Think of building a concrete foundation for a house. Without proper mixture in concrete the concrete will become weak and eventually crack. This is the same concept of building a foundation for your finances. We need strong support pillar in order to have comfortable lives. How do we do that? There is several ways.

Budgeting – How much are you spending & earning? Write down every dollar you spend that way you can develop a habit to track your money. I recommend trimming any unnecessary expense; do you eat out for lunch often? Brown bag your lunch, instead of driving, try biking or walking depends on your location. Look for bundle package deal for entertainment like your internet, television, and phone. Make sure you’re not spending more then you make.

Debts – Having tons of debt will be a setback, find ways to trim expense and add more to your payment. Student loan can be both good and bad. Although it can further your education it can also leave you in a position drowning with debt. Search for marketable skills that will be useful and have employment growth. Only you can decide if it’s worth going for a major that is in demand or going for a major of your passion.  Pay off credit card if you have high interest rate. It does not make sense if you have a credit card bill with a interest rate of 6%+  and also putting money in an saving account earning less than 1%.

Emergency Fund – Consider opening a saving account for emergency enough for 3 – 6 month. This will be your last resort fund, and should not be touch unless you absolutely need it. Like for car repairs, medical emergency, and etc.

Retirement account – Do take advantage of your employer company 401k, you should contribute enough to get your company match. If you have excess money you can contribute up to the max $17,500 for 2014. If you still have more left over consider opening a Roth/IRA account the max you can put is $5,500 for 2014 and will vary between your incomes. Check with your tax advisor to see if you are eligible for Roth there is an income limit on an ROTH IRA.

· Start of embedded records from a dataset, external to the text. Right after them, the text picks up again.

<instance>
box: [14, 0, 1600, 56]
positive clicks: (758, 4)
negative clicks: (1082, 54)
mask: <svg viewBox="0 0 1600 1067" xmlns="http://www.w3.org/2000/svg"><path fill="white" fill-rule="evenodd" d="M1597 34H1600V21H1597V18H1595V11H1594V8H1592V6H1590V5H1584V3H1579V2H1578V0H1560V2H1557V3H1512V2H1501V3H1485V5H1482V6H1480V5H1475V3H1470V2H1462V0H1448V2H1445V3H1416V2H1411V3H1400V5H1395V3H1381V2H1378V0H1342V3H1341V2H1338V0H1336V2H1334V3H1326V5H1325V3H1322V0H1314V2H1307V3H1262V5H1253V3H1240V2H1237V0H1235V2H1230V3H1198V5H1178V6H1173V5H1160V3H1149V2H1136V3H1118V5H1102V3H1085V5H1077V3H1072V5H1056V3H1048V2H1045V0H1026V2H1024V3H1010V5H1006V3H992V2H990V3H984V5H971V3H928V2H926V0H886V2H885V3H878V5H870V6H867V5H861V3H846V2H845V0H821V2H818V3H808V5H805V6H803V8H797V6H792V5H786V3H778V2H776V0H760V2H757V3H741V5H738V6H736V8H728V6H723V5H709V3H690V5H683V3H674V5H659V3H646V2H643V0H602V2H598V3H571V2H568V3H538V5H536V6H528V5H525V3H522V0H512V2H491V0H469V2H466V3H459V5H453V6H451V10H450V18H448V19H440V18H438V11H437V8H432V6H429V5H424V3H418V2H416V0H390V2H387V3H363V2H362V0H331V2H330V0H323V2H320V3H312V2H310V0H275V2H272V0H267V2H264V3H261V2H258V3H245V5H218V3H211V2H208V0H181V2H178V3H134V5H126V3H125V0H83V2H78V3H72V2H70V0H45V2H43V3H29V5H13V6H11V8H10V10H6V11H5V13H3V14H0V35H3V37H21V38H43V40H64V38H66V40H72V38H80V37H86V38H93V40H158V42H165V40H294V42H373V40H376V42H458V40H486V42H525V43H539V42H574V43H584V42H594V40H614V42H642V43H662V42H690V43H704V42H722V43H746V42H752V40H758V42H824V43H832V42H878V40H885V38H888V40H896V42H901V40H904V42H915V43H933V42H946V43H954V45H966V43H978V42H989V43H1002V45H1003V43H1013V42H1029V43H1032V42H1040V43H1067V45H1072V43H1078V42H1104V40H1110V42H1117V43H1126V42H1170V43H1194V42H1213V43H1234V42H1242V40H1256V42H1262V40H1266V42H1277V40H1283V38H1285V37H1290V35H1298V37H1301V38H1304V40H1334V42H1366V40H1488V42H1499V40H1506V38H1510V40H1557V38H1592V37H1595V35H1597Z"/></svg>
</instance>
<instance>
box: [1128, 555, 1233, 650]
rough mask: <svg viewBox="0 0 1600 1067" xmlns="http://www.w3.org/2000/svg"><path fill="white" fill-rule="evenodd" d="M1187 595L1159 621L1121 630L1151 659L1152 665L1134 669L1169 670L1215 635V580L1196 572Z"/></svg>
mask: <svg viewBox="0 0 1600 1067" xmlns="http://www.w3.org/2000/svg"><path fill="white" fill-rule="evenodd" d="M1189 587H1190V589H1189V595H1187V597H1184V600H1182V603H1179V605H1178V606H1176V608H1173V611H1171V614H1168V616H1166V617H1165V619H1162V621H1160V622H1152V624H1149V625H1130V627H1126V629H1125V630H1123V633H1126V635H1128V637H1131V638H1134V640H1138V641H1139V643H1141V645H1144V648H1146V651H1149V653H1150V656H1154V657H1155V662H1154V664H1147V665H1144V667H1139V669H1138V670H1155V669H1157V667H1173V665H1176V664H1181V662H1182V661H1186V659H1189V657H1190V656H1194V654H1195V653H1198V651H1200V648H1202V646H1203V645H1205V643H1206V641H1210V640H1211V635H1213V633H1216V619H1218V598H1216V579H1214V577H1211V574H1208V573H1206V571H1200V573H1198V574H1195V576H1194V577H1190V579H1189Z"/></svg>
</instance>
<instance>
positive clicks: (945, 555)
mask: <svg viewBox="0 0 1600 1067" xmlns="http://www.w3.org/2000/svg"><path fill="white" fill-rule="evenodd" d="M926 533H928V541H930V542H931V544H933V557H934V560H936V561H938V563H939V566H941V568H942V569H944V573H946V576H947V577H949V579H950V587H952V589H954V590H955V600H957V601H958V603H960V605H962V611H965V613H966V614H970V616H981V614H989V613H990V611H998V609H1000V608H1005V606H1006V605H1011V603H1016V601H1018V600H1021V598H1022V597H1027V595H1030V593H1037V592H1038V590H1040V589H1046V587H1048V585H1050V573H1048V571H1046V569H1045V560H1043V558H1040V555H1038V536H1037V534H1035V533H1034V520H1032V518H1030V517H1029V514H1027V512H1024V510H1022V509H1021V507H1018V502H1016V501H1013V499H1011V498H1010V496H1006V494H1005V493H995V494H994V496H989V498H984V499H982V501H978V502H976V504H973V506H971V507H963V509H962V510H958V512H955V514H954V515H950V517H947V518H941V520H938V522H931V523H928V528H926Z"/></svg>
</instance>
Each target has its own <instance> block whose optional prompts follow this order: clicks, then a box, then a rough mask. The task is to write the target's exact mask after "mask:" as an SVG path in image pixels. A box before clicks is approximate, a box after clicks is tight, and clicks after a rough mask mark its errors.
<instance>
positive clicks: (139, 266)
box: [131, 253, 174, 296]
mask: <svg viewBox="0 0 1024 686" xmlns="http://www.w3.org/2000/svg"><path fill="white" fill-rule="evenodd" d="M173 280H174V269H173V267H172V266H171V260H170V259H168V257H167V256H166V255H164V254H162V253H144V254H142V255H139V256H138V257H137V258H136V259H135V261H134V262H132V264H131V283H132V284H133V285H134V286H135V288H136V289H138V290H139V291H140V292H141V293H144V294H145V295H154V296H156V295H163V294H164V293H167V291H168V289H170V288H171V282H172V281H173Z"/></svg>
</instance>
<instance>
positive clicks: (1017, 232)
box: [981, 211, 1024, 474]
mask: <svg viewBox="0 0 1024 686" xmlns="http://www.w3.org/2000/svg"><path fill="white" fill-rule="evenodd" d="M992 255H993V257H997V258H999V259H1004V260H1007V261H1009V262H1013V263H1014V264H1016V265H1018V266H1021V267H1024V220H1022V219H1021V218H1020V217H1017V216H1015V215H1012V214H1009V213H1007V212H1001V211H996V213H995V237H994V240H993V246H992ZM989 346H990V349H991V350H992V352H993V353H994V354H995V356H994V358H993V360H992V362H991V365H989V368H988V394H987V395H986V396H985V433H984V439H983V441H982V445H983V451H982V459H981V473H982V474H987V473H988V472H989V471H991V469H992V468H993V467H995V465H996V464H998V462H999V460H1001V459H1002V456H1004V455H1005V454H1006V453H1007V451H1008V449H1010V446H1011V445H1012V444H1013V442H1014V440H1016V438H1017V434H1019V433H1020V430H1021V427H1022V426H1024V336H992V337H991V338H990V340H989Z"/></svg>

Investing – If you still have money left over consider investing in index funds. I advise not to invest in individual stock it is too volatile, you can try if you would like but only invest in a certain amount that you’re willing to lose. I prefer investing in Vanguard due to their low cost index fund, but there are several other companies you can go with. I recommend figuring out an asset allocation like 80% stock and 20% bond, depends on your comfort zone.

By taking these small steps you can build a strong foundation, that way when you have several small cracks you can weather the storm.